The NHS will not be able to meet the demands of people with long-term conditions such as diabetes and asthma unless it changes, according to the health secretary.
There will be a 252 per cent increase in the number of over-65s with one or more such conditions by 2050, Andrew Lansley said.
Almost one in three people currently have a long-term condition, such as asthma, heart and lung disease, arthritis, high blood pressure or diabetes.
Mr Lansley said the NHS needs to change if it is to cope with the growing numbers, including providing more support to keep people out of hospital, which also saves money.
Dr Peter Carter said the cuts will put vulnerable patients at risk and the reforms will cost billions.
Mr Lansley’s overhaul of the NHS has come in for widespread criticism.
Several unions have raised fears over the increased use of private companies, while doctors, nurses and midwives have raised concerns about the impact on patient care.
Figures from the Department of Health show people with long-term conditions are the biggest users of the NHS, accounting for about 50 per cent of GP appointments and 70 per cent of inpatient hospital beds.
Mr Lansley said: “An increasing number of people are living with long-term illness, and increasingly two or more serious illnesses.
“The average cost of someone without a long-term condition is around £1,000, which rises to £3,000 for someone with one condition and to £8,000 for people with three or more conditions.
“The additional associated cost pressure of caring for people with multiple co-morbidities could reach £4bn by 2016.
“That’s one reason why we need to modernise the health service and the way we care for patients.
“There isn’t a one-size-fits-all solution to our health - particularly for those who have a number of different conditions.”

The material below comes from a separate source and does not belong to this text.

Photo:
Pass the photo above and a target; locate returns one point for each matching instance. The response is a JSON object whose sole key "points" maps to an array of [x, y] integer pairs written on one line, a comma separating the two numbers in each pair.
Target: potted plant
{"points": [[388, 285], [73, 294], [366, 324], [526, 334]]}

Mr Lansley said the “modernised NHS” will see local health experts in charge, who will have the “power and the budget to put the overall health of their patient first.”
Sir John Oldham, national clinical lead for quality and productivity for the NHS, said: “If we continue to manage people with long-term conditions as we do now, the NHS is not sustainable.
“We have unwittingly created a more fragmented system.”
He said patients received “sub-optimal care” if they were cared for by lots of different people in a fragmented service rather than one team.